He adds, “We taxpayers paid for Terminal 6, now it’s standing idle.”

Asked how long the status quo should continue, Mannix laughed and said, “Thirty seconds! It’s unfortunate that the legislature doesn’t meet until January. The Port of Portland will say it’s a duplication, we’re saying it’s a substitution of their ownership of Terminal 6. I can’t see them arguing they’ve been successful: with zero containers moving it can’t get any worse.”

He admits the terminal was successful in 2003.

“The question is what are we going to do to reinstate container shipping, other than wish and hope?”

These new public employees on the dockside, where would they come from?

“I’m not going to make any predictions, you always want to hire people with expertise who are committed to public service and getting the job done,” Mannix said they are already working in Seattle and Tacoma.

“Some are being paid by ICTSI under the guarantee of their current contract, they get a guaranteed minimum.
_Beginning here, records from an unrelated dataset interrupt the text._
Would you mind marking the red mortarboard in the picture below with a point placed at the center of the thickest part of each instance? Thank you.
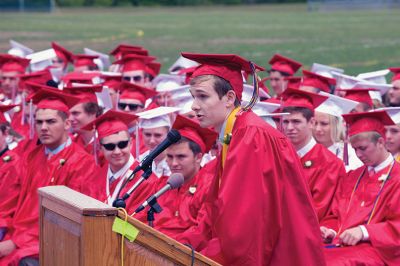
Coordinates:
(226, 66)
(84, 93)
(317, 81)
(134, 91)
(110, 123)
(153, 68)
(359, 95)
(368, 121)
(85, 60)
(284, 64)
(190, 129)
(133, 62)
(80, 77)
(12, 63)
(112, 81)
(62, 53)
(299, 98)
(293, 82)
(3, 109)
(46, 98)
(188, 72)
(40, 77)
(396, 73)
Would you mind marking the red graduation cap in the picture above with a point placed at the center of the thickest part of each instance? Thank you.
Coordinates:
(110, 123)
(3, 109)
(293, 82)
(112, 81)
(190, 129)
(40, 77)
(13, 63)
(134, 91)
(80, 77)
(317, 81)
(153, 68)
(368, 121)
(84, 60)
(226, 66)
(284, 64)
(299, 98)
(396, 73)
(134, 62)
(359, 95)
(51, 98)
(62, 53)
(84, 93)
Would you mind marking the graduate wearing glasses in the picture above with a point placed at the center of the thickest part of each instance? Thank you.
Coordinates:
(115, 143)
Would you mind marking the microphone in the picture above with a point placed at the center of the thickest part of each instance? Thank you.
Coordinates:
(174, 181)
(172, 137)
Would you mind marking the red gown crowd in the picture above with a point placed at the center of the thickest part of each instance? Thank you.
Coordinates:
(304, 173)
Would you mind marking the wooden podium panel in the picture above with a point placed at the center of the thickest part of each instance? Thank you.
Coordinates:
(77, 230)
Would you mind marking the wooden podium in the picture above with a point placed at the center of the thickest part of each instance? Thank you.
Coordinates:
(77, 230)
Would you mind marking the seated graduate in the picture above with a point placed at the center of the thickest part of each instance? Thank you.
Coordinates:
(181, 206)
(56, 161)
(364, 221)
(115, 142)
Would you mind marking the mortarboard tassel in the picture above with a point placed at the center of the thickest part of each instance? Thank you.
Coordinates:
(346, 147)
(31, 126)
(254, 97)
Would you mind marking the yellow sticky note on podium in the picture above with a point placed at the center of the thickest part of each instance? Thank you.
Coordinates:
(125, 229)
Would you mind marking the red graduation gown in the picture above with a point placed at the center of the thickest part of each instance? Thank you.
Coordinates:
(181, 206)
(97, 188)
(41, 172)
(261, 213)
(384, 228)
(322, 176)
(10, 185)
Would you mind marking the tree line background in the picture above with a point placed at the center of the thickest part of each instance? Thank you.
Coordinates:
(71, 3)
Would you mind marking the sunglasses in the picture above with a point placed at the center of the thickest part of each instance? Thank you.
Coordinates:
(132, 78)
(111, 146)
(132, 106)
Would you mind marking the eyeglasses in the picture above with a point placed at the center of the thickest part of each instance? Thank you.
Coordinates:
(133, 78)
(111, 146)
(132, 106)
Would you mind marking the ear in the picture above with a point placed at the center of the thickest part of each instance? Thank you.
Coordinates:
(231, 97)
(198, 157)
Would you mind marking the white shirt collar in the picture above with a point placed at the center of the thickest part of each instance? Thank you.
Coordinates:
(383, 164)
(303, 151)
(122, 170)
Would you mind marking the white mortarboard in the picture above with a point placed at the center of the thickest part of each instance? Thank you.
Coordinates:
(393, 112)
(326, 71)
(381, 88)
(166, 82)
(336, 105)
(103, 60)
(180, 63)
(375, 76)
(19, 49)
(345, 81)
(157, 117)
(248, 92)
(41, 60)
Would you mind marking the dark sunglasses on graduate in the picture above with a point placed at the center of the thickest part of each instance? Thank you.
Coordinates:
(111, 146)
(132, 78)
(132, 106)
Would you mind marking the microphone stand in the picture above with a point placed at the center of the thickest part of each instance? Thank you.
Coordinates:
(120, 202)
(154, 208)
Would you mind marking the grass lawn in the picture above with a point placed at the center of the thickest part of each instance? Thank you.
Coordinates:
(357, 41)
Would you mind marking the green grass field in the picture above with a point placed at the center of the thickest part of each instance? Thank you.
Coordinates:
(357, 41)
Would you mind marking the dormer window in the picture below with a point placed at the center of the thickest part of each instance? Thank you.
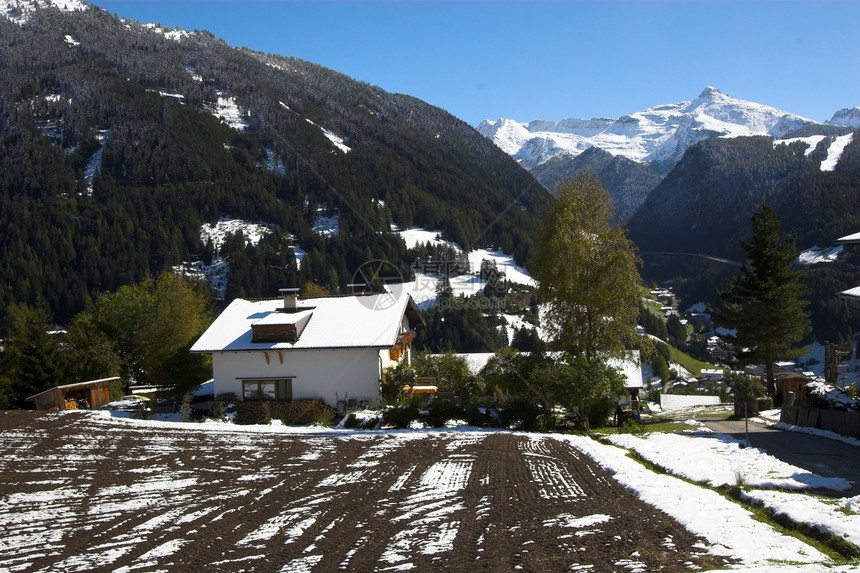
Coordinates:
(274, 333)
(280, 327)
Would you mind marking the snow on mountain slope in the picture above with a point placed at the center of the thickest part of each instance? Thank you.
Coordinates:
(661, 134)
(19, 11)
(834, 152)
(849, 117)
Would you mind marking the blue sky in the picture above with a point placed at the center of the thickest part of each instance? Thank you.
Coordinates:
(553, 59)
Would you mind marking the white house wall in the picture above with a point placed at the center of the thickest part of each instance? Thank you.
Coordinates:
(326, 374)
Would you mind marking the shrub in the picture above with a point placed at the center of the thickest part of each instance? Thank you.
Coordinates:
(483, 417)
(439, 412)
(401, 416)
(295, 412)
(746, 386)
(522, 414)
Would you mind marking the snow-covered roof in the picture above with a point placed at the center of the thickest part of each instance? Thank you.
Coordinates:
(370, 321)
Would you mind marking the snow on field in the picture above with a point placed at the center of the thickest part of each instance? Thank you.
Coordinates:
(158, 505)
(731, 529)
(719, 459)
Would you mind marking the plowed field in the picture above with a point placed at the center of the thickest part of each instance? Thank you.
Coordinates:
(81, 492)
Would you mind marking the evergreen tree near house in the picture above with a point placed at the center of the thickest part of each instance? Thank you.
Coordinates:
(32, 363)
(765, 304)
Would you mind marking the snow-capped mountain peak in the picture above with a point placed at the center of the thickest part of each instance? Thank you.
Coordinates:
(659, 134)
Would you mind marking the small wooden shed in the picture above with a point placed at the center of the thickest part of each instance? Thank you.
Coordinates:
(789, 385)
(79, 396)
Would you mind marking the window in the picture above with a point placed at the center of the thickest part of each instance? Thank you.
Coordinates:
(267, 390)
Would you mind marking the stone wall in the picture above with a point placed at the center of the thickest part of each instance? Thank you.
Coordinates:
(845, 423)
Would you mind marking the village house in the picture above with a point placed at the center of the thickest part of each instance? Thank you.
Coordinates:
(335, 349)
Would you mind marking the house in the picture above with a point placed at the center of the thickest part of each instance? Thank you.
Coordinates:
(711, 374)
(336, 349)
(91, 394)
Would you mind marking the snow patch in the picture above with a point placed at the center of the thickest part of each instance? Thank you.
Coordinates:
(834, 152)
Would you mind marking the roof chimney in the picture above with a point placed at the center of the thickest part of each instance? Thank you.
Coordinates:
(291, 298)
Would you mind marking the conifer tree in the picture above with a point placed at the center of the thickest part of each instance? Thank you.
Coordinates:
(33, 361)
(765, 303)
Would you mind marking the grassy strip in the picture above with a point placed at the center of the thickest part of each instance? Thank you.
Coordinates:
(834, 543)
(833, 546)
(663, 426)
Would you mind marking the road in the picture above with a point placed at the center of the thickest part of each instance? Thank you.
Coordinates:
(823, 456)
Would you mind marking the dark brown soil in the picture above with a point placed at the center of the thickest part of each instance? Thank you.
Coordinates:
(82, 493)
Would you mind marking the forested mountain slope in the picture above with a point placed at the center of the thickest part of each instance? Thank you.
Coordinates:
(627, 181)
(704, 205)
(118, 141)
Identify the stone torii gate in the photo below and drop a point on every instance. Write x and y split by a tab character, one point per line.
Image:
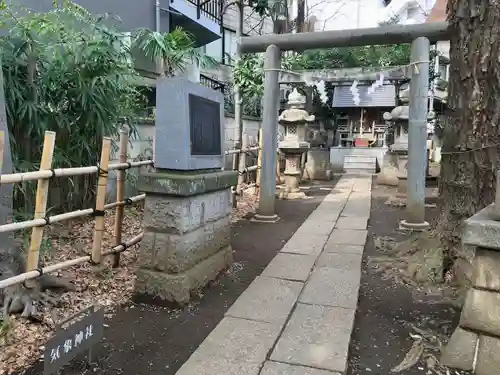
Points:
420	37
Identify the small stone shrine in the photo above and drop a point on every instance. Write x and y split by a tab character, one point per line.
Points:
475	344
188	204
294	120
397	156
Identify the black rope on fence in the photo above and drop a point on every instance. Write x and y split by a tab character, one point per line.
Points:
101	172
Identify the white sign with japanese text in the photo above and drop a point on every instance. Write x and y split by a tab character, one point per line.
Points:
81	334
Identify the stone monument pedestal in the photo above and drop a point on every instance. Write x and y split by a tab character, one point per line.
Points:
475	344
187	240
294	119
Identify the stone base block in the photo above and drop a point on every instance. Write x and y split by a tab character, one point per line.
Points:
178	288
173	253
388	176
486	273
481	312
417	227
265	218
293	195
460	350
402	185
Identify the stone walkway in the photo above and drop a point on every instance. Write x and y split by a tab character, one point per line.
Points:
297	317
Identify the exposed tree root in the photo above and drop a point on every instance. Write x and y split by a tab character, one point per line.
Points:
418	261
418	258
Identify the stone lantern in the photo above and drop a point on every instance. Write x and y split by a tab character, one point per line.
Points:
294	120
399	118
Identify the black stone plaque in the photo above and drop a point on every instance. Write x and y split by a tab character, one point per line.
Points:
205	126
85	331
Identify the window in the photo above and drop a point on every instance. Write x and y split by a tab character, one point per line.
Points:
224	49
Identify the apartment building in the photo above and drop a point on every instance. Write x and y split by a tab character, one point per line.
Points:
203	19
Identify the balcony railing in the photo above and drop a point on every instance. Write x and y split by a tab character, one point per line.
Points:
212	83
212	9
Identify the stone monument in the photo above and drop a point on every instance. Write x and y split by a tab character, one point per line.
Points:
294	119
475	344
397	156
188	204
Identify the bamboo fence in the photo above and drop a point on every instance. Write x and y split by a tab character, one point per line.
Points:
40	220
46	172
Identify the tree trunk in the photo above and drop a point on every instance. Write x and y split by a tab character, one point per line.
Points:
472	129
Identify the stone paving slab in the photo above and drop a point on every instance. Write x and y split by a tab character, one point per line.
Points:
325	213
290	266
315	302
203	365
316	336
306	244
352	222
239	341
276	368
348	237
332	287
331	247
350	262
267	300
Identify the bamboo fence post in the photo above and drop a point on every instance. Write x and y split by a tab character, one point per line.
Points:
120	192
42	192
259	163
100	200
2	140
242	163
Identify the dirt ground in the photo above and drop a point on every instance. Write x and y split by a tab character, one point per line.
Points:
388	311
143	339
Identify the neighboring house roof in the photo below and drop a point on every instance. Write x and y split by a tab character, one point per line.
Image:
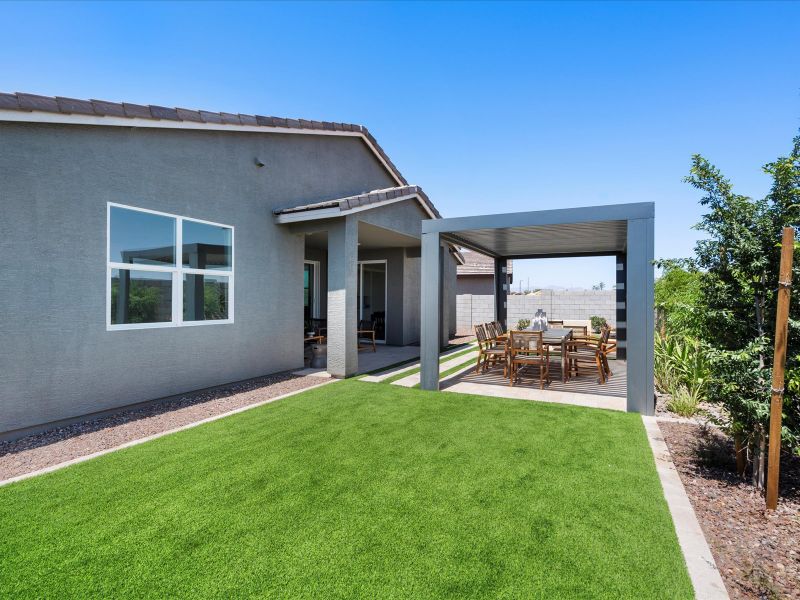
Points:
479	264
101	112
340	206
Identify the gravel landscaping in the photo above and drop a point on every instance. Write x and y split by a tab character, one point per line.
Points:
65	443
756	551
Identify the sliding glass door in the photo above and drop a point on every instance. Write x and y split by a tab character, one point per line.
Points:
372	296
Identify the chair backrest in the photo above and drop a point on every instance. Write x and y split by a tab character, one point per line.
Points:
578	329
480	333
526	342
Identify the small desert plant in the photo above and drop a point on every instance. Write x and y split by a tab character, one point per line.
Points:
681	362
598	323
684	402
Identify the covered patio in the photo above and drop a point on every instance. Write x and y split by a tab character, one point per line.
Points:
624	231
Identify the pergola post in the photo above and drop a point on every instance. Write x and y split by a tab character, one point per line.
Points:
501	290
622	301
639	316
342	298
430	311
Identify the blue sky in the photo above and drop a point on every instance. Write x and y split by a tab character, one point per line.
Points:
490	107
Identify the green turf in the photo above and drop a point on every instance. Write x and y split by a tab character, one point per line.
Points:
356	490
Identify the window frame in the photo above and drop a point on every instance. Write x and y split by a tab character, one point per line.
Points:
177	272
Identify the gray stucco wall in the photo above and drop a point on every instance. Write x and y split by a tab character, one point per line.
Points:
475	284
57	360
394	258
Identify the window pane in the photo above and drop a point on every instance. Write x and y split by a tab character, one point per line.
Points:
205	297
206	246
141	238
140	297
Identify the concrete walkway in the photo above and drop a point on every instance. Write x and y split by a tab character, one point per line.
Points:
703	572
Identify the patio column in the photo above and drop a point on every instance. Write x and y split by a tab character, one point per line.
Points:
639	316
430	318
622	301
501	290
342	298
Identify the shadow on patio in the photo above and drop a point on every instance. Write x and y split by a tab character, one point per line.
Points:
581	391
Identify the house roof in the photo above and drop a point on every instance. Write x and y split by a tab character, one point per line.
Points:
358	202
14	106
479	264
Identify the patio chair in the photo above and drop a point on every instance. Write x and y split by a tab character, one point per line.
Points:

I understand the figure is $78,000 a year, even if there is no work.”

According to the PMA, the average longshoreman salary on the west coast is $142,000 a year.

“I doubt the state compensation system is going to plug in $142,000 a year,” says Wyatt.

If Mannix’s legislation is passed in 2017, he says there will be about four months to form the shipping authority. It would be run by a board of nine directors. They would be chosen by county commissioners from across the state. They would have to have three years experience in imports and exports or shipping or international trade.

“I am not into the blame game — somehow the alignment of stars at Terminal 6 isn’t working, and we’re proposing to change that alignment so there is a new dynamic to the discussion, and that can involve new relationship with the longshoreman union, or with ICTSI,” said Mannix. “But the bottom line is, how do we get container ships running in a reliable and predictable and cost effective fashion?”